İnsanların niyetleri iyi de olsa kötü de olsa bizi
ilgilendiren şey bizim bundan ne kadar ve nasıl etkilendiğimizdir. Niyeti iyi
olan bir insanda bize zarar verebilir… Neye, kime ne kadar güvenilir ya da bel
bağlanır…
Suçlayacak hiç kimse yok, karar tamamen bizim… bir insanı
hayatımıza almak, ona inanmayı seçmek, satıcının söylediklerine inanmak, ortak
işe girişmek, yeni bir işe başlamak… bütün hepsi bizim kararımız... Dış koşulların
bize sunumu, göz boyamaları, yalan söylemeleri her şey bizim onlara inanmayı
seçmemizin eseridir… yani olay bizde başlıyor, bizde bitiyor. İşte bundan dolayı affedebileceğimiz tek kişi
kendimiziz…
Hayatımızda tutacağımız insanlara biz karar veriyoruz.
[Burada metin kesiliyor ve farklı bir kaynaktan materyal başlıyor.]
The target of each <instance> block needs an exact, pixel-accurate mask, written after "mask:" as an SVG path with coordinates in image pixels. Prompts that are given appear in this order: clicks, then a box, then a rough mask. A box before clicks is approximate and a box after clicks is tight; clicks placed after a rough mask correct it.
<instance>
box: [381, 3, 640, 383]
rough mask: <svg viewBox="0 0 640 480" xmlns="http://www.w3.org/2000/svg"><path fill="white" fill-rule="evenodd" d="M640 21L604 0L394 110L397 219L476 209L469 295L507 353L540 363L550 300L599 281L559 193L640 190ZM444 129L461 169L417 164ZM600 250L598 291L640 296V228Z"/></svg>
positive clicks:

Davranışları bizi rahatsız eden bir insanı değiştirmek için uğraşmaktan ya da
güven vermesi için sürekli eleştirmektense hayatımızdan çıkartmak çok daha
doğru bir davranış olacaktır. Bir insanın değişmesini beklemek sadece zaman
kaybıdır…
Güven, kimsenin sana bunu sunmasını beklemeden, başkasına
bağlı kalmadan kendi kararlarını kendin olarak vermektir… Başkası kaynaklı her karar, kendini ve diğerlerini
suçlayacak bir hayata mahkûm eder. Güven duyulacak hiçbir şey yok. Hayatın
şartları değişir, istekler değişir, anlaşmalar bozulur ve en önemlisi kendine
güvenmeyen güçsüz insanlar her zaman yalan söylemeye devam ederler…
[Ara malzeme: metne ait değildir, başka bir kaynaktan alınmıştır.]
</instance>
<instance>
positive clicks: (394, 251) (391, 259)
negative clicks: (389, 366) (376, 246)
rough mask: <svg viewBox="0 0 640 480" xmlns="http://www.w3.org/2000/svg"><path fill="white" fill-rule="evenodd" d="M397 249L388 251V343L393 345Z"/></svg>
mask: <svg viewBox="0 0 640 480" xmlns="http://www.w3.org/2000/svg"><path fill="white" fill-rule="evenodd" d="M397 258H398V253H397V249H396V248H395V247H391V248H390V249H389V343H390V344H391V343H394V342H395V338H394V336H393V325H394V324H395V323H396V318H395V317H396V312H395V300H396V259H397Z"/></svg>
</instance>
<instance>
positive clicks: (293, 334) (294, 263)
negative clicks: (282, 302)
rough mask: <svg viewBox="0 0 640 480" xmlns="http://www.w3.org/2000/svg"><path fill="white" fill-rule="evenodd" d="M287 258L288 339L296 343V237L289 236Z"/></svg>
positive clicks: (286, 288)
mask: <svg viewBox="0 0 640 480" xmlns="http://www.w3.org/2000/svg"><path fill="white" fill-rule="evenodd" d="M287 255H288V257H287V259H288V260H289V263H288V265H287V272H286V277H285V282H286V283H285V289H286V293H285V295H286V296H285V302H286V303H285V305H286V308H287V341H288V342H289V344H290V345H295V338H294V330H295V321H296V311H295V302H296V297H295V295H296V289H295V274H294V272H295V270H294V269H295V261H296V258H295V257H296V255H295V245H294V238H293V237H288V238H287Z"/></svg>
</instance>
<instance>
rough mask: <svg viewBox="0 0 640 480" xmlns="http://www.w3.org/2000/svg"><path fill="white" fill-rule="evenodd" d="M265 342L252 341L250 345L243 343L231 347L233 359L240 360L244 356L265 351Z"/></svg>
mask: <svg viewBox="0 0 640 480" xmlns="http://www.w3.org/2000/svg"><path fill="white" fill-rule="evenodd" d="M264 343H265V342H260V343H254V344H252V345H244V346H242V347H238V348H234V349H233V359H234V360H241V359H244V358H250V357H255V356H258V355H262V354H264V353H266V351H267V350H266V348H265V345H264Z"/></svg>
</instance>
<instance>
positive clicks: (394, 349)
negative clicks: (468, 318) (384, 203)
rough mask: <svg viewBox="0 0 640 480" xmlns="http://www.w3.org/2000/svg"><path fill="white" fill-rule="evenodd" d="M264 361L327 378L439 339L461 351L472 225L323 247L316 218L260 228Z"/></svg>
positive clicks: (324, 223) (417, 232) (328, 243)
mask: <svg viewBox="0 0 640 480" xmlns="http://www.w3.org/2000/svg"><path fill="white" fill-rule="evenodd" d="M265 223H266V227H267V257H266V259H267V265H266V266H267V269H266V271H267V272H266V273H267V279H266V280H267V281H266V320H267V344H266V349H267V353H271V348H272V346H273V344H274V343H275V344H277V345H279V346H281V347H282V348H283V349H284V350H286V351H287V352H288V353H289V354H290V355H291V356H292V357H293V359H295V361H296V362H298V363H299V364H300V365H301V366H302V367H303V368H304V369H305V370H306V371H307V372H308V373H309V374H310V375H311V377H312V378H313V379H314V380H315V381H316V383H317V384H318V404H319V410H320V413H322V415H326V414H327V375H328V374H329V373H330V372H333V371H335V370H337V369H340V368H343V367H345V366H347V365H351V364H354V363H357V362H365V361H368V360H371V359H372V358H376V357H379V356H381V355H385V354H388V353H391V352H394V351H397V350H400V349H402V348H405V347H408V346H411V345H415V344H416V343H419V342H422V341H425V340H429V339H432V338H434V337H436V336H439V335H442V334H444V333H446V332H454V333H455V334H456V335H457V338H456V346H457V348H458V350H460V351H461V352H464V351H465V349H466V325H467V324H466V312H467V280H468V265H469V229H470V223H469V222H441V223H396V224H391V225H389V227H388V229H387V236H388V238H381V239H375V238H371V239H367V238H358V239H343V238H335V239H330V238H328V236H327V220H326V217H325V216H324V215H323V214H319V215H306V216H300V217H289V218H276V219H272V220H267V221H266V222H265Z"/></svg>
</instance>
Bir çocuk nasıldır, içinden geldiği gibi davranır, o hala
ruhu ile bağlantılıdır ve neler olabileceği ile ilgili henüz zihin oyunları
gelişmemiştir ve kendi kararını, henüz unutmadığı Strateji ve Otoritesi ile
verir… Ta ki ailesi onun elinden bu hakkını alana kadar…
Kendinize güvenin, kararlarınızı ruhunuzla bağlantı kurarak alın.
Hayatı kendiniz olarak yaşayın. Mecburiyetler, beklentiler, koşullandırmalar
olmadan kararlarınızı alın, bu şekilde hayat sizi doğru birlikteliklere, doğru
işlere, doğru yerlere ve yaşama coşkusuna götürecektir.